Saturday, October 11, 2008
These individual pizzas use wholemeal pita pocket breads for speed and simplicity. Recipe makes 4.
4 oval Egyptian pita pocket breads or similar wholemeal pita pocket breads
1 cup Napolitana-style tomato pasta sauce
4 canned artichoke hearts, drained and quartered
4 anchovy fillets in oil, well-drained
2 teaspoons capers
1/4 cup grated Parmesan cheese
Fresh marjoram sprigs or basil leaves to garnish
1. Preheat the oven to 400 degrees F (200 degrees C). Place the pita pocket breads on a baking tray and bake for 5 minutes.

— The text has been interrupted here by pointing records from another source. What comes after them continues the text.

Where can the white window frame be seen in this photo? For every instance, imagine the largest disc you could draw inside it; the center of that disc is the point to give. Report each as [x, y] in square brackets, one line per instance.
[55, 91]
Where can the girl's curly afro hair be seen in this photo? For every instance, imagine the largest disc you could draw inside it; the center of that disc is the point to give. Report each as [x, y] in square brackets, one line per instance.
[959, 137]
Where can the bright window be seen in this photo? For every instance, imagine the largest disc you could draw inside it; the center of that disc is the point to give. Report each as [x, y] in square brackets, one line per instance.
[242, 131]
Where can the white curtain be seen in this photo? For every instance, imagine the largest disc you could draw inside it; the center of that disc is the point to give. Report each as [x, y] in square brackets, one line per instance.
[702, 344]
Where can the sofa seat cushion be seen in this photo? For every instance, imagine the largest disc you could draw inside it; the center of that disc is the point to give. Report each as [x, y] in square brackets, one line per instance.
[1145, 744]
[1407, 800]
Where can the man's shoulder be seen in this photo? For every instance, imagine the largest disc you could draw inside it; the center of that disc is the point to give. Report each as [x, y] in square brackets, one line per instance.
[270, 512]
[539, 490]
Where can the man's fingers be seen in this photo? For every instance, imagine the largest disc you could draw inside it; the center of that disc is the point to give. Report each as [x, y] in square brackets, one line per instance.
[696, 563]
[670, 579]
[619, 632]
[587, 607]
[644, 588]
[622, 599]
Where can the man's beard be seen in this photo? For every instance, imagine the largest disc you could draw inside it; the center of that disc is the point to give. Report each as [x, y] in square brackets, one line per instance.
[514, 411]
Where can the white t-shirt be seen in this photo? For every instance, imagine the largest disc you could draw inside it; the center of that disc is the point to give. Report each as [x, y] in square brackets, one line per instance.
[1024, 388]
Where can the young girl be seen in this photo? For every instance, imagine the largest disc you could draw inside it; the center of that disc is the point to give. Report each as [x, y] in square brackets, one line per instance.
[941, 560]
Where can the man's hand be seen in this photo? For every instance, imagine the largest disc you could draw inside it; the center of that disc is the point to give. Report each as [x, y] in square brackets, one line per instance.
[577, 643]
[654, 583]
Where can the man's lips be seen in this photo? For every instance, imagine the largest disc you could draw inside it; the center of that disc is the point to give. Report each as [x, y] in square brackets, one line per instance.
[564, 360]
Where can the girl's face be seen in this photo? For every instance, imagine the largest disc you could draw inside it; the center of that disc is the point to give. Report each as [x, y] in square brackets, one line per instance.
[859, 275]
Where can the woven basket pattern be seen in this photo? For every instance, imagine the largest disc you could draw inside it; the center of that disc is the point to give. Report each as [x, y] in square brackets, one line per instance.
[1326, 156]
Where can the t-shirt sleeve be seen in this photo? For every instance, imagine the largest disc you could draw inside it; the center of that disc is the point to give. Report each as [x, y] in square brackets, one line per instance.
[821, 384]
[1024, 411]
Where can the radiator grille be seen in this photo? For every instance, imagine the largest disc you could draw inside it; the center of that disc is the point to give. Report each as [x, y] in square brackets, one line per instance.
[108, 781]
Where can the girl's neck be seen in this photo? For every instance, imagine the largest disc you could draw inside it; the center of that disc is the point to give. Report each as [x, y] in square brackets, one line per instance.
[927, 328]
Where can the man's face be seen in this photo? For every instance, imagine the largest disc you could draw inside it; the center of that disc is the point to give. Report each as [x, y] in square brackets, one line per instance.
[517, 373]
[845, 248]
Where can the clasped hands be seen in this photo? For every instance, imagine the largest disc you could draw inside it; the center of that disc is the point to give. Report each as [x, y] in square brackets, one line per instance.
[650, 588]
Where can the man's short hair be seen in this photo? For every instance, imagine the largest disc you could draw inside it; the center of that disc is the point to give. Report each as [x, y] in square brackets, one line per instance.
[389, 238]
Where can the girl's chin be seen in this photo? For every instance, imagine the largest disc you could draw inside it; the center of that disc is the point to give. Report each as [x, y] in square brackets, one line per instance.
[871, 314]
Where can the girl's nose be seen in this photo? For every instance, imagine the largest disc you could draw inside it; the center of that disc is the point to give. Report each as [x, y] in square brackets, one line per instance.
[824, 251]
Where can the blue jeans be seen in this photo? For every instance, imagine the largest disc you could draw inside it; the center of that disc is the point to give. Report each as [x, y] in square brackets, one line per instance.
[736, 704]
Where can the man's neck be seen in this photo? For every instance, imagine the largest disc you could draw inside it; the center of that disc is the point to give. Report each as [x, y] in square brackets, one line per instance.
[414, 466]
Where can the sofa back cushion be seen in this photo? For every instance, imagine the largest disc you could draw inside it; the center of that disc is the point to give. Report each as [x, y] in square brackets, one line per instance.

2. Remove the tray from the oven, then spread the prepared tomato sauce evenly over the warm pita breads. Arrange 4 quarters of artichoke heart on each one. Top each with an anchovy fillet. Sprinkle 1/2 teaspoon capers and 3 teaspoons of grated cheese over each one.
3. Bake the mini pizzas for 5 minutes, or until completely heated through.
4. Serve immediately, garnished with marjoram or basil, if liked.
Tip: Leftover Napolitana-style pasta sauce should be stored, covered in its container, in the refrigerator. When stored correctly it will keep for a few days. For longer storage, transfer to a rigid plastic freezer container, cover and freeze for up to 3 months.